Ethan Kai's knuckles were white on the shotgun's stock. The wood felt real, solid, a stark contrast to the swirling thoughts in his head. Below, a man in armor spoke of burning children, and for the first time since he had woken up in this splintered, rotting barn, something cut through the confusion.
He could stay here. Hidden in the hay-scented dark of the loft, he could just be a ghost. A witness. He owed these people nothing. Though he knew what world this was, he still did not know the timeframe, nor what rules it played by. Survival was about staying quiet. Staying unseen.
Not your fight, a cold, practical voice in his head whispered. It sounded like his old First Sergeant.

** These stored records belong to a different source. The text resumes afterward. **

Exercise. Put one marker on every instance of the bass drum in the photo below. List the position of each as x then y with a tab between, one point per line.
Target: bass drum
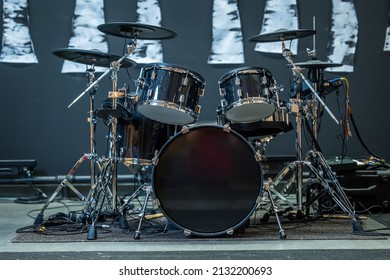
207	180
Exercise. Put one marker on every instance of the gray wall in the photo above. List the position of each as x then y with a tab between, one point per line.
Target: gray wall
36	123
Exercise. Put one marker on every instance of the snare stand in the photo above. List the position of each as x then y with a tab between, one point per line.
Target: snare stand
92	156
322	173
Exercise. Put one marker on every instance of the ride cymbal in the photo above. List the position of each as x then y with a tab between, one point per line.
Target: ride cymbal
136	30
282	34
91	57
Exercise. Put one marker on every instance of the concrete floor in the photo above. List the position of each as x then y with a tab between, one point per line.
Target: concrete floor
16	215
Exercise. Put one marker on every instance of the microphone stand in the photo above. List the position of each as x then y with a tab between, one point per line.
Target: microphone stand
111	165
326	178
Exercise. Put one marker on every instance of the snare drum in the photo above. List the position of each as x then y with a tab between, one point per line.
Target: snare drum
169	93
272	126
207	180
249	94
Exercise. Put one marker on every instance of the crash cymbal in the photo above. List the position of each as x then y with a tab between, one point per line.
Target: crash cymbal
136	30
315	63
91	57
282	34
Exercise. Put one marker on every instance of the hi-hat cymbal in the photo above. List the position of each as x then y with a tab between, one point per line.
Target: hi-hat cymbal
91	57
282	34
136	30
314	63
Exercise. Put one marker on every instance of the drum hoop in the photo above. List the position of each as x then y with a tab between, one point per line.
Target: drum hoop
169	105
246	70
226	129
249	100
176	68
187	129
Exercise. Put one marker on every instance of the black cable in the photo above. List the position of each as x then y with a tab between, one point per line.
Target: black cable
360	138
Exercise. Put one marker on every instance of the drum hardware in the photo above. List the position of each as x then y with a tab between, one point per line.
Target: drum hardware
170	93
320	170
122	131
200	182
249	94
90	58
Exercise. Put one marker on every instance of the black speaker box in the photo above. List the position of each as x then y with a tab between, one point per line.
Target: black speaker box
367	189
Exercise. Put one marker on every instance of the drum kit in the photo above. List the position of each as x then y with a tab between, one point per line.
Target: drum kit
205	178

But then he looked down again, at the small boy sitting rigid with terror, and another voice, one he had been trying to bury for years, answered back. Like hell it isn't.
The old man below, the patriarch of the doomed little family, lifted his head. He was bent and frail, but his eyes were like stones. They fixed on his captors with a calm that was more unnerving than any threat.

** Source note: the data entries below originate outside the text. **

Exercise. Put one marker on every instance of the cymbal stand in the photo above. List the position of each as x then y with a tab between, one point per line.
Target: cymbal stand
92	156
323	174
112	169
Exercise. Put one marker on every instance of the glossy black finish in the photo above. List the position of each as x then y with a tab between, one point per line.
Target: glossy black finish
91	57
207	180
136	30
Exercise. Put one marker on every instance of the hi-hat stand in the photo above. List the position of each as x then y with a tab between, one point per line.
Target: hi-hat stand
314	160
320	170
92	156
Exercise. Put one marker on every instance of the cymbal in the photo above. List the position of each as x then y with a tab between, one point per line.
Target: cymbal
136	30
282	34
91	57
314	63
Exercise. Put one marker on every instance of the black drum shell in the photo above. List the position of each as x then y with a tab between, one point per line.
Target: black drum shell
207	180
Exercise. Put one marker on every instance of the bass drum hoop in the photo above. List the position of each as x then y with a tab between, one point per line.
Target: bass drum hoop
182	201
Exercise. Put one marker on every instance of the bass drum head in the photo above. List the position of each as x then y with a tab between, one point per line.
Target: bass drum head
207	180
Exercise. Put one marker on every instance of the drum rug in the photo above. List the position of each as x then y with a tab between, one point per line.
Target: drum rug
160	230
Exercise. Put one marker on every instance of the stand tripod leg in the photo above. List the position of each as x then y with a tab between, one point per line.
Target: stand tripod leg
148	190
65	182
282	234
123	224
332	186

"You name us Darkfriends," the old man said. His voice, though worn, did not shake. "Do you know what that means? We are Tuatha'an. The Traveling People. We have never raised a sword. We have never shed blood. The Way of the Leaf forbids it. Would servants of the Shadow walk this world with empty hands?"
The armored men shifted, their leader barking a laugh. "Honeyed words from a doddering fool! The Shadow wears a thousand masks. What better disguise than pretending to be helpless?"
The old man's back straightened. It seemed to cost him, but he did it anyway. "And what better disguise for cruelty than a uniform? You would burn my family in the name of the Light? My daughter carries no blade. My son has never drawn a bow. If you destroy us, it will not be for serving darkness. It will be because your own hearts are starving for a kill."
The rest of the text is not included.